Sabtu, 16 Mei 2020

Just About Love 3

Aku Hana Ayudyaningtyas. Seorang mahasiswa jurusan Pendidikan Agama Islam di salah satu universitas swasta yang berada tak jauh dari rumah. Keseharianku disibukkan dengan rengek anak-anak kecil. Mulai dari bayi sampai anak yang hampir baligh berkeliaran di sekelilingku.

Lelah rasanya seharian bergelut dengan diskusi-diskusi yang tak berujung. Entah dalam organisasi 'ekstra'ku ataupun BEM di kampus, keduanya sama-sama menguras tenaga. Untung saja akhir semester ini teman-teman--kampus--ku berwacana liburan bersama. Ada sedikit ambisi untuk menuju hari itu. Meski sebenarnya ingin rasanya liburan kali ini kuhabiskan di tempat lain.

Bukan, bukan, aku bukan orang yang haus akan liburan sampai harus menyeberang dari Ketapang ke Gilimanuk hanya dalam rangka liburan. Lebih dari itu, ada seseorang yang telah mencuri hatiku dan membawanya ke pulau seberang. Bagaimana aku bisa terus hidup tanpa hati?

"Maunyah iyaik mburhh." Aku berhenti saat keponakan yang belum genap dua tahun menarik rok panjang bermotif bunga-bunga yang kukenakan dari belakang. Entah apa yang diucapkannya barusan.

"Kakak mau ke masjid dulu, Dik. Nanti aja ya mainnya." Seruku sambil menggendong dia yang memasang wajah cemberut penuh kelucuan. Kuserahkan dia kepada ibunya yang tersenyum manis beberapa langkah dariku.

"Oh iya Han, Ibu tadi bilang kalo pengajuan yang kamu kirim di SD 5 diterima." Kata kakak iparku sebelum aku berbalik. Darimana ibu tahu?

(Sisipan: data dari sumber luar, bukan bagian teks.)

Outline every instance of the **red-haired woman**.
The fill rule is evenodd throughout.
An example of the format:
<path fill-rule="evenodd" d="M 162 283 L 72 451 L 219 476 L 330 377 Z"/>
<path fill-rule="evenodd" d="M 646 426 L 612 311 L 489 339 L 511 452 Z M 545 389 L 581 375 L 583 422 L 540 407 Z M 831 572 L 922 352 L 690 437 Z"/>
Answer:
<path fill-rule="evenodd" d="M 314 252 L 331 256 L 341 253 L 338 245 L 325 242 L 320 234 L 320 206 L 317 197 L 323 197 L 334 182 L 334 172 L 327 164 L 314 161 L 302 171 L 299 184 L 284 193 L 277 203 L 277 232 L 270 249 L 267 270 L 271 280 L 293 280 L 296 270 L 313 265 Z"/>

"Benarkah Kak?" Tanyaku tak percaya. Pasalnya aku telah mengirim banyak pengajuan magang di berbagai SD negeri dan tak ada satupun yang menerima kecuali Madrasah Ibtidaiyah yang dua minggu ini menjadi tempatku magang.

"Iya, Ibu kan sudah pernah bilang, kepala sekolah di SD 5 masih kerabat kita." Ah, alasan itu rupanya. Aku tersadar. SD 5? Benar, selama ini aku menghindari mengajar disana karena hal tersebut.

"Sekarang Ibu dimana?" Tanyaku yang menyadari belum melihat sosok beliau untuk sekedar mencium punggung tangannya.

"Masih di sawah." Benar dugaanku. Ibu terlalu rajin hingga sesore ini masih betah di sawah. Padahal Kak Gibran telah melarang Ibu untuk ke sawah.

Mataku tak sengaja berpapasan dengan jam persegi berwarn emas dan perak di dinding. Ups, aku lupa bahwa aku telah terlambat. Para ustadz dan ustadzah yang lain pasti memaklumi keterlambatanku karena sibuknya kegiatan kampus, tapi bagaimanapun ini tanggungjawabku.